O Amor Está Escondido

“A sociedade de atual enterrou para sempre o amor! Não o vejo nas pessoas. Hoje em dia ninguém quer se envolver de verdade. Sentimento em extinção, ele não está mais por aí. Talvez eu seja o único que ainda se sujeite a sofrer por ele. Você não acha Fábio?”

Em uma paráfrase, no mínimo questionável (culpa da memória ineficiente), foi isso que me perguntaram ontem em uma mesa de bar. O dono da frase em questão, trata-se de um amigo de longa data, apaixonado, levemente romântico e descrente por não correspondido. Não, eu respondo. O amor não está sepultado e naufragado abaixo de sete palmos de terra. O amor, meu caro amigo, existe, mas está escondido.

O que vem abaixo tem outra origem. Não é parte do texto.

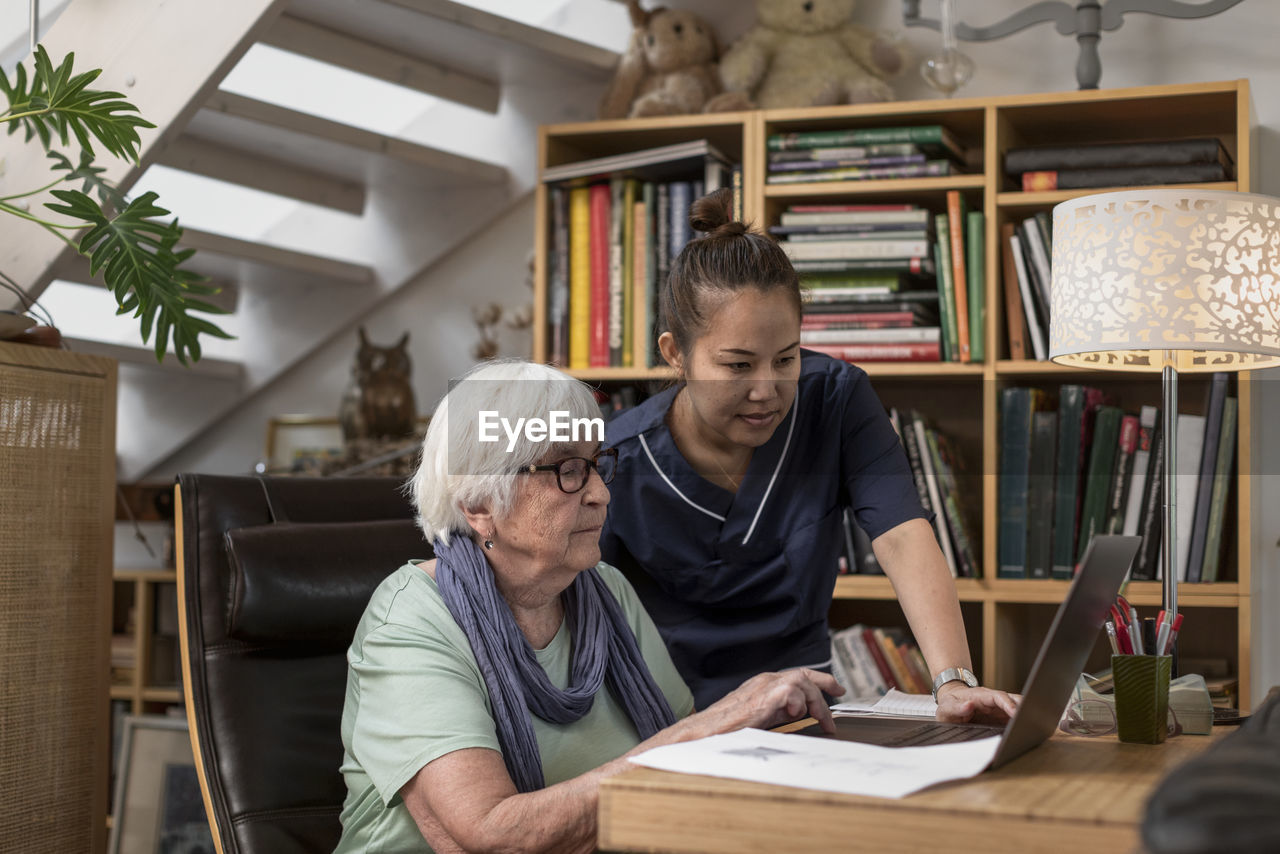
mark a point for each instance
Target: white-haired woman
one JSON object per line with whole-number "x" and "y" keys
{"x": 492, "y": 689}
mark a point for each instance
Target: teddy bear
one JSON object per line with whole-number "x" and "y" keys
{"x": 809, "y": 53}
{"x": 668, "y": 68}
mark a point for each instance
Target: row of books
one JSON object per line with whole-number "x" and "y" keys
{"x": 888, "y": 282}
{"x": 1119, "y": 164}
{"x": 1027, "y": 281}
{"x": 936, "y": 469}
{"x": 863, "y": 154}
{"x": 617, "y": 222}
{"x": 1087, "y": 467}
{"x": 871, "y": 661}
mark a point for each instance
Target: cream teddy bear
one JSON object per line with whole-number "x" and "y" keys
{"x": 668, "y": 68}
{"x": 808, "y": 53}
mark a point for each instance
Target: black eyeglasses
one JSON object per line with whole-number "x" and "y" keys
{"x": 572, "y": 473}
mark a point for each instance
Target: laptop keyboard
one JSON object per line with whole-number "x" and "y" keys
{"x": 928, "y": 734}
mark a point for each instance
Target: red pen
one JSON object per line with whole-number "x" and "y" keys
{"x": 1173, "y": 633}
{"x": 1121, "y": 633}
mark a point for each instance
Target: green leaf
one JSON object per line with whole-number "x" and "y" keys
{"x": 60, "y": 101}
{"x": 136, "y": 254}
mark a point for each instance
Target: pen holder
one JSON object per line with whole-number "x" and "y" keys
{"x": 1142, "y": 697}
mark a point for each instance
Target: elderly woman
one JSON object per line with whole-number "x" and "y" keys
{"x": 492, "y": 689}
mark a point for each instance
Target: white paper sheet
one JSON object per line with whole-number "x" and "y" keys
{"x": 805, "y": 762}
{"x": 895, "y": 703}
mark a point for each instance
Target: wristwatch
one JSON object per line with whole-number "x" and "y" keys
{"x": 954, "y": 675}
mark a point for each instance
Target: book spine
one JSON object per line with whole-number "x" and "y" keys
{"x": 1221, "y": 489}
{"x": 858, "y": 320}
{"x": 599, "y": 275}
{"x": 1097, "y": 480}
{"x": 880, "y": 352}
{"x": 906, "y": 435}
{"x": 851, "y": 137}
{"x": 927, "y": 169}
{"x": 845, "y": 163}
{"x": 844, "y": 153}
{"x": 1205, "y": 485}
{"x": 1130, "y": 177}
{"x": 873, "y": 645}
{"x": 639, "y": 345}
{"x": 946, "y": 290}
{"x": 580, "y": 278}
{"x": 918, "y": 265}
{"x": 955, "y": 524}
{"x": 1015, "y": 320}
{"x": 931, "y": 482}
{"x": 1040, "y": 496}
{"x": 1171, "y": 153}
{"x": 828, "y": 250}
{"x": 1138, "y": 476}
{"x": 1025, "y": 290}
{"x": 1121, "y": 473}
{"x": 1015, "y": 430}
{"x": 558, "y": 273}
{"x": 859, "y": 217}
{"x": 891, "y": 336}
{"x": 955, "y": 245}
{"x": 976, "y": 256}
{"x": 1066, "y": 480}
{"x": 1146, "y": 565}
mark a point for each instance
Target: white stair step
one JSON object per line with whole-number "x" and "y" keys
{"x": 333, "y": 149}
{"x": 467, "y": 40}
{"x": 145, "y": 356}
{"x": 402, "y": 67}
{"x": 270, "y": 256}
{"x": 260, "y": 170}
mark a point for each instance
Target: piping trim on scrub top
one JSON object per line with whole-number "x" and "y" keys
{"x": 777, "y": 467}
{"x": 676, "y": 489}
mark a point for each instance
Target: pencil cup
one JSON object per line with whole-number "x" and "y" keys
{"x": 1142, "y": 697}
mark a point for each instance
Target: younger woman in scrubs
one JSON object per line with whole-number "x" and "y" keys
{"x": 726, "y": 510}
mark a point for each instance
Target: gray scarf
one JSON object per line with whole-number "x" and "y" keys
{"x": 602, "y": 643}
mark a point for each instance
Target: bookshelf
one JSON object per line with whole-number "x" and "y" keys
{"x": 1006, "y": 620}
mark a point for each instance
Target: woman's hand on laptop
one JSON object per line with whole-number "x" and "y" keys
{"x": 958, "y": 703}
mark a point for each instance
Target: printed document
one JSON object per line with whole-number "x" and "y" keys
{"x": 805, "y": 762}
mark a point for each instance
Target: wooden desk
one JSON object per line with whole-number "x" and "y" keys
{"x": 1072, "y": 794}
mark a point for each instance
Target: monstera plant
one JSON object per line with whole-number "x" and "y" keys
{"x": 132, "y": 242}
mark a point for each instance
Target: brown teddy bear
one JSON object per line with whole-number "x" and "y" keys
{"x": 809, "y": 53}
{"x": 668, "y": 68}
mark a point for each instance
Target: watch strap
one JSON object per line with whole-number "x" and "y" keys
{"x": 954, "y": 675}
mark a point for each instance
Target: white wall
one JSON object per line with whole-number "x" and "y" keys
{"x": 1146, "y": 50}
{"x": 434, "y": 309}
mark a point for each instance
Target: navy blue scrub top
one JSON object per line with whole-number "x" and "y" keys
{"x": 741, "y": 583}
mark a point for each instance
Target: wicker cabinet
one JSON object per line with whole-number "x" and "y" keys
{"x": 56, "y": 497}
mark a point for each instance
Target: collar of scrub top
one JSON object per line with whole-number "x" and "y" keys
{"x": 737, "y": 512}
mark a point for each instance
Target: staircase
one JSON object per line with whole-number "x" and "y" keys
{"x": 375, "y": 209}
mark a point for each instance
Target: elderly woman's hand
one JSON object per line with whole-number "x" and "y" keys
{"x": 769, "y": 699}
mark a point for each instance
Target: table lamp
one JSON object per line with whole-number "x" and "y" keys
{"x": 1169, "y": 281}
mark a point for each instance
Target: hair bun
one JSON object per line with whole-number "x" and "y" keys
{"x": 713, "y": 215}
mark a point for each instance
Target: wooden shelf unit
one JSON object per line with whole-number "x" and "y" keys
{"x": 1005, "y": 619}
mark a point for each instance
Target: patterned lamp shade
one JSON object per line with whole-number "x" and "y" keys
{"x": 1142, "y": 272}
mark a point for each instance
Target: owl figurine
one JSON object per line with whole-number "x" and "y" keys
{"x": 379, "y": 400}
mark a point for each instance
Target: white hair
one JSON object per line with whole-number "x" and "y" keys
{"x": 457, "y": 470}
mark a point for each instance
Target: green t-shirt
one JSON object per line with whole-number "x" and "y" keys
{"x": 415, "y": 693}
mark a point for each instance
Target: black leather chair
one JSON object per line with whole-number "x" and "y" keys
{"x": 273, "y": 576}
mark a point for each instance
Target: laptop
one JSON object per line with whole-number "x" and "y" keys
{"x": 1054, "y": 675}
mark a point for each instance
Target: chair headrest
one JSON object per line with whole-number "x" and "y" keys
{"x": 310, "y": 583}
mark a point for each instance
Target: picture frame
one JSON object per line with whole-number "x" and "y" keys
{"x": 297, "y": 442}
{"x": 159, "y": 807}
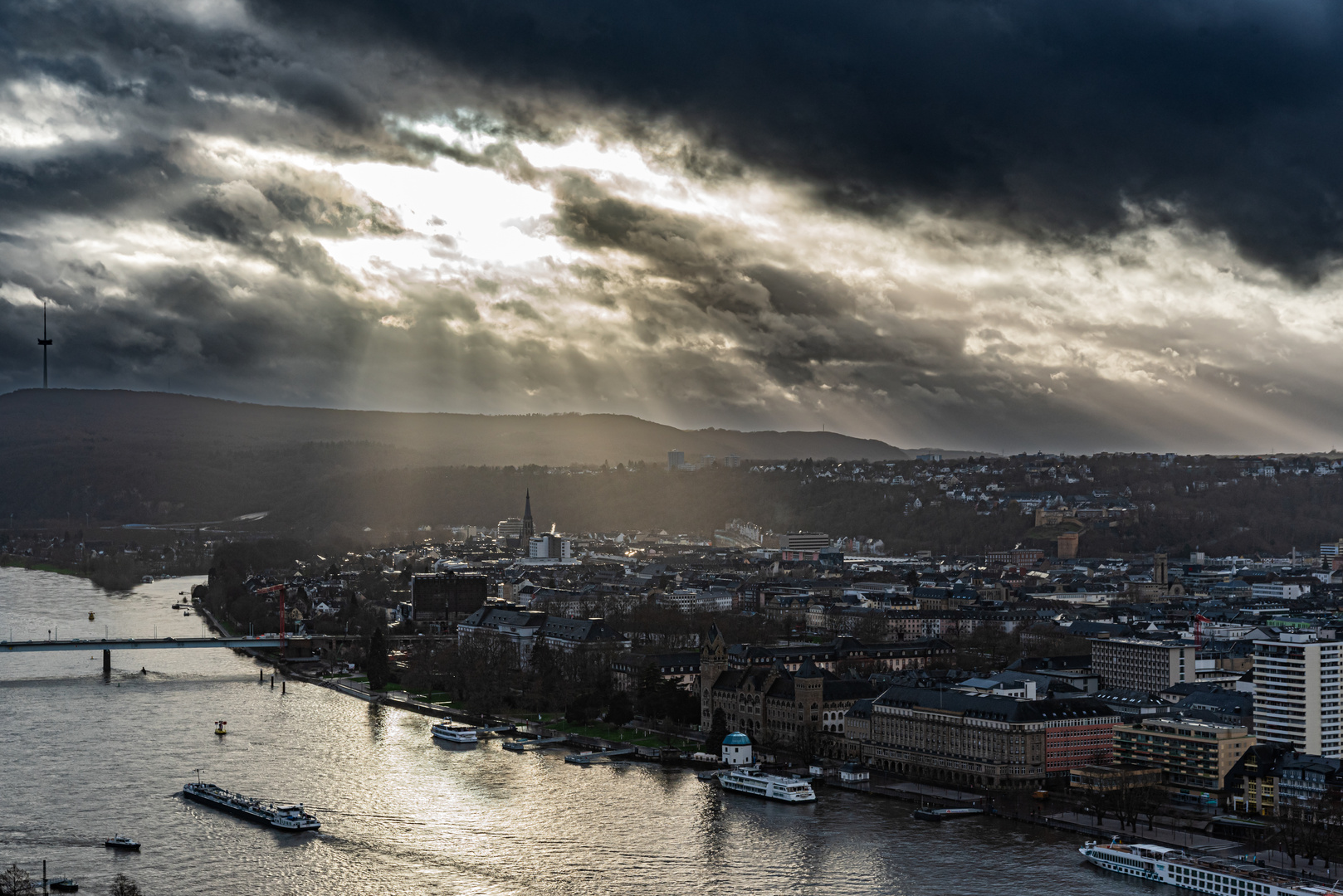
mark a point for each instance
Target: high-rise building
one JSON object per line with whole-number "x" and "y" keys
{"x": 804, "y": 542}
{"x": 1135, "y": 664}
{"x": 549, "y": 547}
{"x": 1297, "y": 694}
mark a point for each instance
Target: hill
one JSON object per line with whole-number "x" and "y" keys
{"x": 47, "y": 416}
{"x": 151, "y": 457}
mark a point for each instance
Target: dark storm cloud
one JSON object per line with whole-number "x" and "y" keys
{"x": 1033, "y": 262}
{"x": 1048, "y": 114}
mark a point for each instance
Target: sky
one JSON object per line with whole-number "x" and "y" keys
{"x": 1004, "y": 226}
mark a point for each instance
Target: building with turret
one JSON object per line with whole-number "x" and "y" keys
{"x": 773, "y": 703}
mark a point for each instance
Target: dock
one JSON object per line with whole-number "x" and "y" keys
{"x": 588, "y": 758}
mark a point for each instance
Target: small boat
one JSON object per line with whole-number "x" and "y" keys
{"x": 940, "y": 815}
{"x": 456, "y": 733}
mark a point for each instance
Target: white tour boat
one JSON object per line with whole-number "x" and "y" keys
{"x": 289, "y": 817}
{"x": 752, "y": 781}
{"x": 456, "y": 733}
{"x": 1206, "y": 874}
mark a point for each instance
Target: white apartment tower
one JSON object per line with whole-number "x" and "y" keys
{"x": 1297, "y": 694}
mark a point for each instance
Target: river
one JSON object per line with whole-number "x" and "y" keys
{"x": 82, "y": 759}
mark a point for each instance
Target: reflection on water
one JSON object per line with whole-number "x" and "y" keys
{"x": 402, "y": 815}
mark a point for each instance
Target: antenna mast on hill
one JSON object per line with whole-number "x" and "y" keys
{"x": 43, "y": 343}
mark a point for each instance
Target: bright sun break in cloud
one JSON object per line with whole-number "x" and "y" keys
{"x": 334, "y": 206}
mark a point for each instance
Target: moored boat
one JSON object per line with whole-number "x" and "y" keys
{"x": 1201, "y": 874}
{"x": 940, "y": 815}
{"x": 759, "y": 783}
{"x": 456, "y": 733}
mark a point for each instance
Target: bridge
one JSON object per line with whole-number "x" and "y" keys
{"x": 108, "y": 645}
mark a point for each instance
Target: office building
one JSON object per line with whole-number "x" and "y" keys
{"x": 1135, "y": 664}
{"x": 1194, "y": 755}
{"x": 443, "y": 597}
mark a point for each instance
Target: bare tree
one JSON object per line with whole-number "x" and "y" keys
{"x": 15, "y": 881}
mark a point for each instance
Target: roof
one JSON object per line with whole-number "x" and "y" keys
{"x": 579, "y": 631}
{"x": 991, "y": 707}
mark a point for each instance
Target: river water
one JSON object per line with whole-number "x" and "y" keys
{"x": 82, "y": 759}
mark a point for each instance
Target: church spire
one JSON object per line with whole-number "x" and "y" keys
{"x": 528, "y": 525}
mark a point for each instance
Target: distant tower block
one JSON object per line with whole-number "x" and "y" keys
{"x": 43, "y": 343}
{"x": 1068, "y": 546}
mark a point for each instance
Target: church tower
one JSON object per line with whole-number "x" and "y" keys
{"x": 713, "y": 663}
{"x": 528, "y": 525}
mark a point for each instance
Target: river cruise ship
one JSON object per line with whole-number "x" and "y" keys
{"x": 291, "y": 817}
{"x": 1201, "y": 874}
{"x": 456, "y": 733}
{"x": 752, "y": 781}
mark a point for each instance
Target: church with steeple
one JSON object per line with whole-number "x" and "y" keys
{"x": 528, "y": 525}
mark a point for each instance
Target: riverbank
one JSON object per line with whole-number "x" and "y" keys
{"x": 17, "y": 562}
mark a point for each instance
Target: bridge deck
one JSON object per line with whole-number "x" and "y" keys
{"x": 147, "y": 644}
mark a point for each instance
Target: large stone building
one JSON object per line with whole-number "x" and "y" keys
{"x": 773, "y": 703}
{"x": 517, "y": 631}
{"x": 951, "y": 737}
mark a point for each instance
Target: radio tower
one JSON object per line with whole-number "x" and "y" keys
{"x": 43, "y": 343}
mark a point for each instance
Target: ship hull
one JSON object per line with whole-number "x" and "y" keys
{"x": 250, "y": 815}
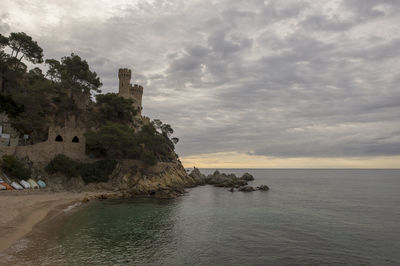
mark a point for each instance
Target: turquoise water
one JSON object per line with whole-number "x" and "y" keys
{"x": 309, "y": 217}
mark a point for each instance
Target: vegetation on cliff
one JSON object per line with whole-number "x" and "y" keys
{"x": 15, "y": 167}
{"x": 34, "y": 101}
{"x": 90, "y": 172}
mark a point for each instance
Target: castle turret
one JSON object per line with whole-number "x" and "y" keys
{"x": 128, "y": 91}
{"x": 124, "y": 76}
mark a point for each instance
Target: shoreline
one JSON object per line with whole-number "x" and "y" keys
{"x": 21, "y": 211}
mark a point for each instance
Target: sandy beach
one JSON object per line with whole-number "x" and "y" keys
{"x": 22, "y": 210}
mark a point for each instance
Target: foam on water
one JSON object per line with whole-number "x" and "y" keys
{"x": 309, "y": 217}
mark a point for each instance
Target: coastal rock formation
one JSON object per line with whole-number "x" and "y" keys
{"x": 164, "y": 180}
{"x": 263, "y": 187}
{"x": 230, "y": 181}
{"x": 198, "y": 176}
{"x": 246, "y": 189}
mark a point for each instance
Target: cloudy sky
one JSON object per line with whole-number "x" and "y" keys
{"x": 243, "y": 83}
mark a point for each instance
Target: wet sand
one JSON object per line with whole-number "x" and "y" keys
{"x": 20, "y": 211}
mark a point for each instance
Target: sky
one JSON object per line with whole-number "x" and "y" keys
{"x": 280, "y": 84}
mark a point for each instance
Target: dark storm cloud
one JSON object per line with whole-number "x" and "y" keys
{"x": 274, "y": 78}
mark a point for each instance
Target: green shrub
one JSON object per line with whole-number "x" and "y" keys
{"x": 90, "y": 172}
{"x": 14, "y": 167}
{"x": 98, "y": 171}
{"x": 63, "y": 164}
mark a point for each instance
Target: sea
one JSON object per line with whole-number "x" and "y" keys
{"x": 308, "y": 217}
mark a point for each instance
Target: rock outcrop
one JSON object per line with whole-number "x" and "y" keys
{"x": 230, "y": 181}
{"x": 164, "y": 180}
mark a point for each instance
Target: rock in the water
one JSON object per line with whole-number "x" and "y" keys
{"x": 247, "y": 177}
{"x": 263, "y": 187}
{"x": 197, "y": 176}
{"x": 246, "y": 189}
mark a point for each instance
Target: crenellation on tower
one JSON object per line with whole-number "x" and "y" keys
{"x": 128, "y": 91}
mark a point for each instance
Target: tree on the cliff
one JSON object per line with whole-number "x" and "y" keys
{"x": 74, "y": 74}
{"x": 23, "y": 46}
{"x": 12, "y": 69}
{"x": 115, "y": 108}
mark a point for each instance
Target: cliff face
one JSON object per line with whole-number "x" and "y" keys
{"x": 164, "y": 180}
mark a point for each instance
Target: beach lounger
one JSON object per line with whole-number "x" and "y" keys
{"x": 16, "y": 186}
{"x": 41, "y": 184}
{"x": 6, "y": 178}
{"x": 25, "y": 184}
{"x": 7, "y": 186}
{"x": 33, "y": 183}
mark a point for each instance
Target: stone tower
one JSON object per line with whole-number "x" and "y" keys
{"x": 128, "y": 91}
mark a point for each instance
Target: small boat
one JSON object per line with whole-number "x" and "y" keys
{"x": 25, "y": 184}
{"x": 33, "y": 183}
{"x": 16, "y": 186}
{"x": 41, "y": 184}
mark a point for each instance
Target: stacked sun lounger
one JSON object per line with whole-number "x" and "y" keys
{"x": 8, "y": 184}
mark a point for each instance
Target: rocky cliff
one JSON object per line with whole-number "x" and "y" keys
{"x": 164, "y": 180}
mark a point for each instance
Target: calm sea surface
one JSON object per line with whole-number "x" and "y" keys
{"x": 309, "y": 217}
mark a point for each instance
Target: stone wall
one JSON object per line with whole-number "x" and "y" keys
{"x": 68, "y": 140}
{"x": 128, "y": 91}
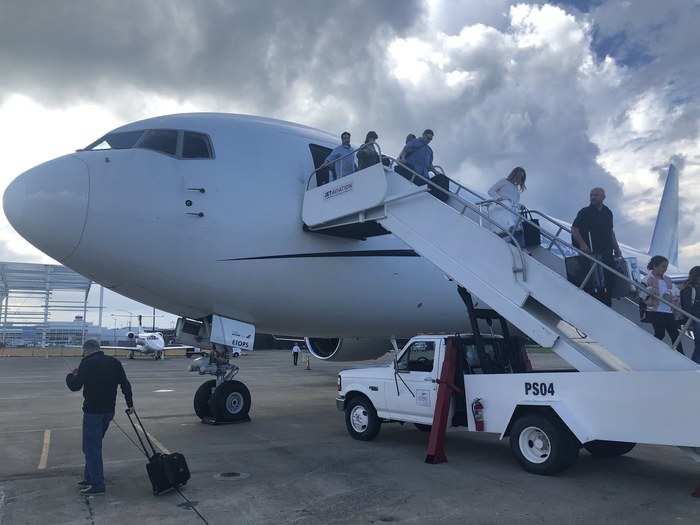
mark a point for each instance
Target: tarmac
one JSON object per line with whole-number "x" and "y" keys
{"x": 295, "y": 463}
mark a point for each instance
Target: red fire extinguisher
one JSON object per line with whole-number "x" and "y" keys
{"x": 478, "y": 413}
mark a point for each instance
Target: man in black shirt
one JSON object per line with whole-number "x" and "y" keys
{"x": 592, "y": 232}
{"x": 98, "y": 375}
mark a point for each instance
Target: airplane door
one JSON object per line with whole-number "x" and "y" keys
{"x": 416, "y": 374}
{"x": 197, "y": 192}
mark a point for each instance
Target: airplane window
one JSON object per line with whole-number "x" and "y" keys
{"x": 162, "y": 140}
{"x": 196, "y": 146}
{"x": 118, "y": 140}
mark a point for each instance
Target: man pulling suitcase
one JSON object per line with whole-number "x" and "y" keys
{"x": 98, "y": 375}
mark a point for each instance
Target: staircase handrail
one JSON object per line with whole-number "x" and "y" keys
{"x": 474, "y": 208}
{"x": 326, "y": 165}
{"x": 467, "y": 205}
{"x": 556, "y": 240}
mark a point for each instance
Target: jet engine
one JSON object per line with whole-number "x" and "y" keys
{"x": 348, "y": 348}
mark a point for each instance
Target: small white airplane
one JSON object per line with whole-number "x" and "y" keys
{"x": 147, "y": 344}
{"x": 222, "y": 238}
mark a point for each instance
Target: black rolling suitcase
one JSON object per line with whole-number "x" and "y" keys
{"x": 166, "y": 471}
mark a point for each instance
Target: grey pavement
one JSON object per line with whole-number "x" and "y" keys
{"x": 295, "y": 463}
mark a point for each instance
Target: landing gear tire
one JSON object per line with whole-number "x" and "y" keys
{"x": 608, "y": 449}
{"x": 231, "y": 401}
{"x": 361, "y": 419}
{"x": 542, "y": 444}
{"x": 202, "y": 399}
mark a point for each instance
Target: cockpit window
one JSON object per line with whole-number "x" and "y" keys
{"x": 163, "y": 140}
{"x": 117, "y": 140}
{"x": 177, "y": 143}
{"x": 196, "y": 146}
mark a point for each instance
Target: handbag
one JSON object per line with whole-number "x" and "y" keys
{"x": 532, "y": 236}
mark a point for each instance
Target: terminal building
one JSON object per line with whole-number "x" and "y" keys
{"x": 45, "y": 305}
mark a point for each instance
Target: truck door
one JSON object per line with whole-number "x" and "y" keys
{"x": 415, "y": 377}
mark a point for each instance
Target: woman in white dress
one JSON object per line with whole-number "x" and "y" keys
{"x": 507, "y": 191}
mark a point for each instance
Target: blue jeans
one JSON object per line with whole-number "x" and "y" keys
{"x": 94, "y": 428}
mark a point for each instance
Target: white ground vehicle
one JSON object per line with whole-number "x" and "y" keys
{"x": 548, "y": 415}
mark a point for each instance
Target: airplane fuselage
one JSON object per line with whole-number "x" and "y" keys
{"x": 224, "y": 234}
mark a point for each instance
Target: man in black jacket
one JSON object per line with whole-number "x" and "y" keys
{"x": 98, "y": 375}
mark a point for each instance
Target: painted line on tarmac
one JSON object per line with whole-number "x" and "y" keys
{"x": 45, "y": 450}
{"x": 158, "y": 444}
{"x": 30, "y": 430}
{"x": 2, "y": 504}
{"x": 109, "y": 462}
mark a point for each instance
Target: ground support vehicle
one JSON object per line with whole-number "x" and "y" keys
{"x": 547, "y": 415}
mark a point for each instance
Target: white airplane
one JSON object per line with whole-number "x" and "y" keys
{"x": 222, "y": 238}
{"x": 147, "y": 343}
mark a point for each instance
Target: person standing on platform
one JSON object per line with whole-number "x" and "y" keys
{"x": 418, "y": 155}
{"x": 367, "y": 155}
{"x": 592, "y": 232}
{"x": 98, "y": 375}
{"x": 690, "y": 302}
{"x": 341, "y": 158}
{"x": 507, "y": 191}
{"x": 659, "y": 313}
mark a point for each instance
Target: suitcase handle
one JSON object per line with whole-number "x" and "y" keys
{"x": 138, "y": 435}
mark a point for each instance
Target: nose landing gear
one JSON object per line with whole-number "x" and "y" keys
{"x": 221, "y": 400}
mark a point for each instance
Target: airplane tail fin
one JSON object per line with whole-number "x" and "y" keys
{"x": 664, "y": 240}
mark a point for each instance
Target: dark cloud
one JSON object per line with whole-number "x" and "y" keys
{"x": 249, "y": 52}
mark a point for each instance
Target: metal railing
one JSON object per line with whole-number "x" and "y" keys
{"x": 553, "y": 238}
{"x": 465, "y": 204}
{"x": 332, "y": 163}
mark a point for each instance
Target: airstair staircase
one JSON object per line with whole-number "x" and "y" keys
{"x": 456, "y": 237}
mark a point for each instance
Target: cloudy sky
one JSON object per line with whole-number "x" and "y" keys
{"x": 578, "y": 92}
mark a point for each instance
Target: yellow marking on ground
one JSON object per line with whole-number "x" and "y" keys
{"x": 158, "y": 444}
{"x": 45, "y": 450}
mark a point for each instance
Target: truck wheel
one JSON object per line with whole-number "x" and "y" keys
{"x": 608, "y": 449}
{"x": 202, "y": 397}
{"x": 231, "y": 401}
{"x": 361, "y": 419}
{"x": 542, "y": 444}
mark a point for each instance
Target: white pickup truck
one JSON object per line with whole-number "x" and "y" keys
{"x": 548, "y": 415}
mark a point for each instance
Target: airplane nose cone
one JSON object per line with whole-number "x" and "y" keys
{"x": 47, "y": 205}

Escondido nos lençóis, usados e ainda quentes; na penumbra de um sorriso que se despede e vai embora. Nas cartas esquecidas no fundo de uma gaveta; nos breves sinais de posse, escondido está o amor. Nas figuras de linguagem: metáforas e sinestesias; entre o primeiro trago e o último gole e disfarçado nas cores de um batom. Vigiando pelo buraco da fechadura; e sussurrado aos ouvidos de alguém, em noite de qualquer céu. Escondido em sonetos de rimas pobres ou preciosas, em versos decassílabos ou alexandrinos; lá no alto, no baile das nuvens, estrelas e demais astros. No horizonte e na horizontal; no poder e no prazer; na liberdade vigiada; em um beijo em todos os beijos; no adeus até amanhã; na sina e nos sinais; entre o pano e a epiderme; na distância logo ao lado, o amor se escondeu. Nos versos de “Sete Cidades”; em “Mariana” de Jorge Amado. Espalhado pelo vento, misturado à poeira fina e folhas secas. Camuflado no detalhe; engasgado em algumas palavras e tropeçando em alguns gestos, o amor segue se escondendo. Nas peças de roupa espalhadas pelo chão; na sanidade de um louco e na loucura da razão. No perfume de um edredom; nos rituais sem regras; nas curvas de porcelana de um corpo nu é onde ele está escondido. O amor repousa em travesseiro fofo e dorme enquanto o mundo cai. Não! Ele não se encontra necessariamente nas provas de “amor”, ou nas juras de “amor”, mas sim no sótão das ideologias; jorrando e escorrendo pelo ralo; ascendendo ou recuando com o andar dos ponteiros e passar das estações. Nas tintas de uma caneta; em letras garranchadas e apressadas; pichado nos muros: fulana eu te amo! Caminhando de mãos dadas pelas ruas com outro amor está o mesmo amor. Na saliva atrás da orelha; no borrão inconveniente em um pescoço, nos arranhões que marcam as costas. Caminhando nos fios do telefone; está no sereno da noite e uivando para a Lua, está no cinza de um dia frio procurando um lugar ao sol. Sei que os velhos discos e diários, esconderijos são, do amor. Não está no coração, lá já foi muito procurado, discreto e fugitivo migrou para outro lugar. Um pouco à cima do abdômen é que se esconde o tenro amor. Em sonhos e tentações; no porta-retrato na cabeceira de uma cama. Sobretudo nas reticências, entre parênteses, ausente de aspas, sem vírgulas e na exclamação, escondido o amor está.

E escondido o amor se encontra, zanzando por aí como um indigente. Disfarçado de amizade, carência, ou compaixão, ele bate de porta em porta. Não implorando um sorriso, ou mendigando reconhecimento, mas sim procurando um lugar quente e tranqüilo pra ficar... Ficar... Crescer... Até talvez cansar e se despedir. Andarilho por condição, perseguido por natureza, escondido está o amor.

Que o amor está escondido pode ser surpresa para os desinformados, motivo de dúvida para os desconfiados, de revolta para os céticos e de preocupação para os ressabiados, porém o que não me surpreende, é com tantos indícios meu amigo, meu grande amigo não ver o amor. Afinal de contas ainda nos dias de hoje, o mesmo amor de outrora, continua cego como sempre.